La domanda giusta

Quale felicità c’è ora nella tua vita?

 

C’è una felicità che è un leggero sottofondo musicale, una delicata melodia, un benessere instillato nel profondo. Riscalda come il sole tiepido delle domeniche di settembre, l’atmosfera che sa di rilassatezza. Potrebbe cadere il mondo che non te ne frega nulla perchè tu hai dentro quella quiete e niente di smuove, niente di tocca.

 

Poi c’è la felicità che fa saltare il cuore, come al rumore dei fuori d’artificio. BUM! TAM! I battiti fanno un balzo che ti sembra di uscire dal corpo per la tanta energia che rilascia. Ti si rizzano quasi i capelli e trattieni a stento un sorriso che diventa come un riflesso automatico. Le mani tremano, sudano, si ingarbugliano i mille pensieri, è quasi un dolore fisico.

 

C’è la felicità misteriosa, che arriva inaspettata.

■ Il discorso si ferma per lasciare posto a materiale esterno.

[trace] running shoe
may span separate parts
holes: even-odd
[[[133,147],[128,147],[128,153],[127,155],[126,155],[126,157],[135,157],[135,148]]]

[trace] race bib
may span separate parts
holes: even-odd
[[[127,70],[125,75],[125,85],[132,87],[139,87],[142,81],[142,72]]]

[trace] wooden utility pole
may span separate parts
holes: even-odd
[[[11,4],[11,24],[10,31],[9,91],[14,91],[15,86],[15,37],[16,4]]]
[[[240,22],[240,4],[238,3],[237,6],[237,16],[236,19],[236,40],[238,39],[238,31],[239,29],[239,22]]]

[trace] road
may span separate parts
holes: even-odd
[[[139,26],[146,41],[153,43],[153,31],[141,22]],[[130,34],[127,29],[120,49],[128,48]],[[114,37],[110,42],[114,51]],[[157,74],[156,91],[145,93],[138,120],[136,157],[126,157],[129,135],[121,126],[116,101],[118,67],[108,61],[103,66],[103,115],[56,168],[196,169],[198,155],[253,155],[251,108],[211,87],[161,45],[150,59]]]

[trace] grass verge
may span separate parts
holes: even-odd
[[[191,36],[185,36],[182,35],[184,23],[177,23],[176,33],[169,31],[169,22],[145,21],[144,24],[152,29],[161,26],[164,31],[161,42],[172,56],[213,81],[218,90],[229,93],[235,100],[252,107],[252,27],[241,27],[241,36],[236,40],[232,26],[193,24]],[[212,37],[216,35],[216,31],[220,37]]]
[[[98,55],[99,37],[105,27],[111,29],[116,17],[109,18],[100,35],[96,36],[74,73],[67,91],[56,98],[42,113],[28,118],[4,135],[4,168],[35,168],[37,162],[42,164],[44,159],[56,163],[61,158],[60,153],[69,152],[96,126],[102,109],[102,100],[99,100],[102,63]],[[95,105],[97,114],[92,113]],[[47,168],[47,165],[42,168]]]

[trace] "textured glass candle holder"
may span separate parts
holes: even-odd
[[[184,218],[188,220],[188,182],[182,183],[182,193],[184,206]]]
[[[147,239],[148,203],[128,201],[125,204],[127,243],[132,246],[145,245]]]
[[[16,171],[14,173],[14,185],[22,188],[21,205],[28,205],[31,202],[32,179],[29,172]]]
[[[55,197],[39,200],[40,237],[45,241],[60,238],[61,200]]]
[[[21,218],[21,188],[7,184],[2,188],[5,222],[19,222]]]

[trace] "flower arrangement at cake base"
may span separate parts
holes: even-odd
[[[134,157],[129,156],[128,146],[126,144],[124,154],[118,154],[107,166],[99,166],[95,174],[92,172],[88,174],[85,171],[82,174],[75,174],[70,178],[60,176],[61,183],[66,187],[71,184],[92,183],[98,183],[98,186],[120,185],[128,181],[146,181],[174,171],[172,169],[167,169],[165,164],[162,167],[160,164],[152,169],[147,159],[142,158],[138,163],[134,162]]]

Sei in auto, vai al lavoro, c’è la fila in tangenziale e senza capire quale strano labirinto abbiano percorso i tuo pensieri ti senti improvvisamente invadere da una profonda calma, come se avessi fatto pace con il mondo intero, con i tuoi difetti, con i tuoi tanti casini. Non t’importa più nulla se non quel pensiero a cui resti aggrappata fintanto che dura, anche lo spazio di pochi secondi.

 

C’è la felicità che sembra parvenza di felicità. La avverti sfumata, timida, a pezzi e ti chiedi se sia davvero felicità perchè non la riconosci. Pensi che dovrebbe farti battere il cuore ma invece ti lascia indecisa, dubbiosa e con l’amaro in bocca perchè vorresti qualcosa di più forte, di più corposo.  Quasi quasi preferiresti un’infelicità che spezza il cuore piuttosto che quell’oscillante condizione ma poi ti accontenti, pensando che la felicità ha tante sfumature e l’importante è che qualcuna di queste sfumature ti tocchi l’anima.

 

Perdonami, forse all’inizio ho posto la domanda sbagliata.
C’è una felicità ora nella tua vita?